США, 2003, 1.57, реж. Тодд Хэйнс, в ролях: Уильям Херт, Джулианна Мур, Дэниэл Сачет, Барбара Гаррик, Райан Уорд, Оливия Беклунд, Эдди Иззард, Дэнни Хут


"Доволен. - Чем же. - Собой, конечно. - Не понимаю, о чём ты. - Опять прикидываешься: вижу, что доволен. - Как сказать, как сказать. - Согласись, это подло. - Это ты чересчур, правда, если принять всё за чистую монету. - У тебя чистых-то и нет, одни краплёные карты. - Есть же преувеличение, гротеск. - Какой-то уж очень обидный у тебя гротеск. - Да, уж какой есть"

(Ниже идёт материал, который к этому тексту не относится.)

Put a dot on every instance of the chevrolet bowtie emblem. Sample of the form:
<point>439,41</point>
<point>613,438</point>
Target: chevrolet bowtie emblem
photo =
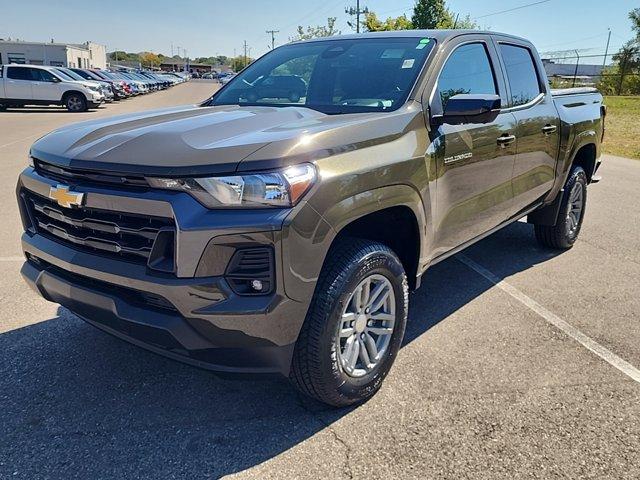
<point>64,197</point>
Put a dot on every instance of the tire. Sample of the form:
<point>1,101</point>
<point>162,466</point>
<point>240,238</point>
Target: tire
<point>320,367</point>
<point>567,228</point>
<point>75,102</point>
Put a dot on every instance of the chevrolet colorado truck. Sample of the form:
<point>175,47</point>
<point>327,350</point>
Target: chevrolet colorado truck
<point>275,231</point>
<point>22,85</point>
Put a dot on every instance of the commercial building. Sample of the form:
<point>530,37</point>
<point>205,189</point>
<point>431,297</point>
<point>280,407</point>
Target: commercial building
<point>85,55</point>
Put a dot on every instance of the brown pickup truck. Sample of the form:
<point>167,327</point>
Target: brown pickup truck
<point>279,226</point>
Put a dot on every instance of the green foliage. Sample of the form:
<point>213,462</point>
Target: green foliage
<point>319,31</point>
<point>373,24</point>
<point>239,62</point>
<point>427,14</point>
<point>434,14</point>
<point>431,14</point>
<point>219,60</point>
<point>149,59</point>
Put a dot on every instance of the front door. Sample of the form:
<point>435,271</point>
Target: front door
<point>46,86</point>
<point>474,160</point>
<point>18,83</point>
<point>538,128</point>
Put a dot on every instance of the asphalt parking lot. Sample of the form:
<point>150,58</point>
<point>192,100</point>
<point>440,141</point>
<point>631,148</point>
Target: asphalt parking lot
<point>486,386</point>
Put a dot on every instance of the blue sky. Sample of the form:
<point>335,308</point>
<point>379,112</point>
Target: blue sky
<point>218,27</point>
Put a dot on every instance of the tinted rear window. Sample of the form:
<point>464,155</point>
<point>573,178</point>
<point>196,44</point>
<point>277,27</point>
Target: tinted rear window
<point>521,73</point>
<point>467,71</point>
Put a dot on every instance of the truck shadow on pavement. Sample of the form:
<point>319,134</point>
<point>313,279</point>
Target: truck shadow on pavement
<point>77,403</point>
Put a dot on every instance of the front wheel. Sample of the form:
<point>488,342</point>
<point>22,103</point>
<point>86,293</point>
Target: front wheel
<point>565,232</point>
<point>355,324</point>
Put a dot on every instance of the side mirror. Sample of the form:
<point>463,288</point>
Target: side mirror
<point>472,108</point>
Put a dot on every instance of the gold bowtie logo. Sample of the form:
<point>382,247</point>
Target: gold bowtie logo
<point>64,197</point>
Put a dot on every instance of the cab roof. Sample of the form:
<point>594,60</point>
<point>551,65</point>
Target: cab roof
<point>438,35</point>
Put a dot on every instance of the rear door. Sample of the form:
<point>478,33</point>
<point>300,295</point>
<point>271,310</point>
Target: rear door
<point>17,83</point>
<point>538,124</point>
<point>474,160</point>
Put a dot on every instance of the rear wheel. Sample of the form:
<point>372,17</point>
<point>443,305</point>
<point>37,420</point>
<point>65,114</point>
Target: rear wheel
<point>565,232</point>
<point>354,326</point>
<point>76,102</point>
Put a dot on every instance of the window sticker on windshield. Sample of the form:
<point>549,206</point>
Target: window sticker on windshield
<point>393,53</point>
<point>408,63</point>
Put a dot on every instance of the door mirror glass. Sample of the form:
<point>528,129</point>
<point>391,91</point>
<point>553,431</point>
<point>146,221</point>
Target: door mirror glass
<point>473,108</point>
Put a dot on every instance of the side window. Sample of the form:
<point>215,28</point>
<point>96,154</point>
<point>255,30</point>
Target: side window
<point>468,70</point>
<point>18,73</point>
<point>521,73</point>
<point>41,75</point>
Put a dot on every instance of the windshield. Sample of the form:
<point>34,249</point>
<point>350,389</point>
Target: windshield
<point>70,73</point>
<point>64,74</point>
<point>335,76</point>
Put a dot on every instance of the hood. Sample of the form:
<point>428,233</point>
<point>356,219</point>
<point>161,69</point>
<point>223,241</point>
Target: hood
<point>197,140</point>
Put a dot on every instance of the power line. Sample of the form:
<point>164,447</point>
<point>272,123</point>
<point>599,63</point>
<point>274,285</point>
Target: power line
<point>512,9</point>
<point>357,12</point>
<point>273,37</point>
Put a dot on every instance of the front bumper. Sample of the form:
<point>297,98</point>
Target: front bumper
<point>188,316</point>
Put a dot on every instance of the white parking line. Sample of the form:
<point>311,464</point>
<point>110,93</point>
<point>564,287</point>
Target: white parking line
<point>587,342</point>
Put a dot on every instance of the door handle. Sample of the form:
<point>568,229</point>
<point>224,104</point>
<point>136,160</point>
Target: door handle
<point>506,139</point>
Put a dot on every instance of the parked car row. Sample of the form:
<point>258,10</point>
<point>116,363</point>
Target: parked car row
<point>77,89</point>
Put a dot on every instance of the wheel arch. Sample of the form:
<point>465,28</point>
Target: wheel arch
<point>398,212</point>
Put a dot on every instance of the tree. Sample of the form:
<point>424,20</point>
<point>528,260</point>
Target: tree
<point>373,24</point>
<point>434,14</point>
<point>634,16</point>
<point>149,59</point>
<point>316,32</point>
<point>239,62</point>
<point>431,14</point>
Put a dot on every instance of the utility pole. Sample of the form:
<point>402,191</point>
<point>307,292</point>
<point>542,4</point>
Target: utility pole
<point>245,54</point>
<point>273,37</point>
<point>606,51</point>
<point>357,12</point>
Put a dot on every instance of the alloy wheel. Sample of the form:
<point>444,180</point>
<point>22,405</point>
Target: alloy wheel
<point>366,326</point>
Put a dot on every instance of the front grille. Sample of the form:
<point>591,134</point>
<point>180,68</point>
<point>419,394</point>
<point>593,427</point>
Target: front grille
<point>78,176</point>
<point>123,235</point>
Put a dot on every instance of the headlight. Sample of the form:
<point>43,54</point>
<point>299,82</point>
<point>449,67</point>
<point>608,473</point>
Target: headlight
<point>282,188</point>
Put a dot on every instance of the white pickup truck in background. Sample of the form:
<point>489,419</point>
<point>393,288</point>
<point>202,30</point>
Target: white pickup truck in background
<point>38,85</point>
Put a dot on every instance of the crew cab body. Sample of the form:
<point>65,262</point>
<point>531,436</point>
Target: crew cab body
<point>208,233</point>
<point>37,85</point>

Фрэнсису давно не давала покоя мысль о том, действительно ли такая уж ровная трава на стриженых газонах. Ничего не оставалось делать, как проверить это самому. Он сделал вид, что потерял что-то маленькое, но очень важное, и стал сантиметр за сантиметром исследовать газон. Улучив момент, уткнувшись в траву почти носом, Фрэнсис подробно осмотрел газон во всех направлениях. Не зарадуешься: что-то похожее (давно, правда) он уже видел - это был пьяновспаханный, клочковатый пейзаж на головах таких же новобранцев, как и он, когда их отправляли во Вьетнам.


Неприкрытое любопытство соседей взбесило его: Фрэнсис стоял, согнувшись в три погибели, и делал вид, что прихватило сердце. Суета, беспокойство, возгласы: Фрэнсис приветливо помахал рукой и сказал, что стало лучше.


"И охота тебе паясничать, они же неплохие люди. - Знаю, но уж больно любопытные. - Что ж с того, старайся не обращать внимание. - Стараюсь"


Пошёл дождь, вернее не пошёл, а только сделал вид, как бы извиняясь за предстоящее неудобство. Капли падали изредка, тот тут, то там, и этот извинительный, стеснительный сюрпляс продолжался достаточно долго - но это совсем не огорчало, а даже наоборот.


"А вот ты не умеешь просить прощение. - Я, и не умею, быть того не может: да, не умею. - Что-то ты подозрительно покладист. - Действительно, подозрительно: не выходит из головы утренний диалог. - Хочешь сказать, что был неправ. - Уж очень всё резко, без снисхождения. - Тебя что, просят о снисхождении. - Нет, конечно. - Ты еще себя пожалей, слезу пусти и тому подобное. - Себя: это исключено"


Уступки природы продолжались - это не был дождь, это было целительство: чуть усохшей земли, жаждущей свежести зелени, ждущей обновления души.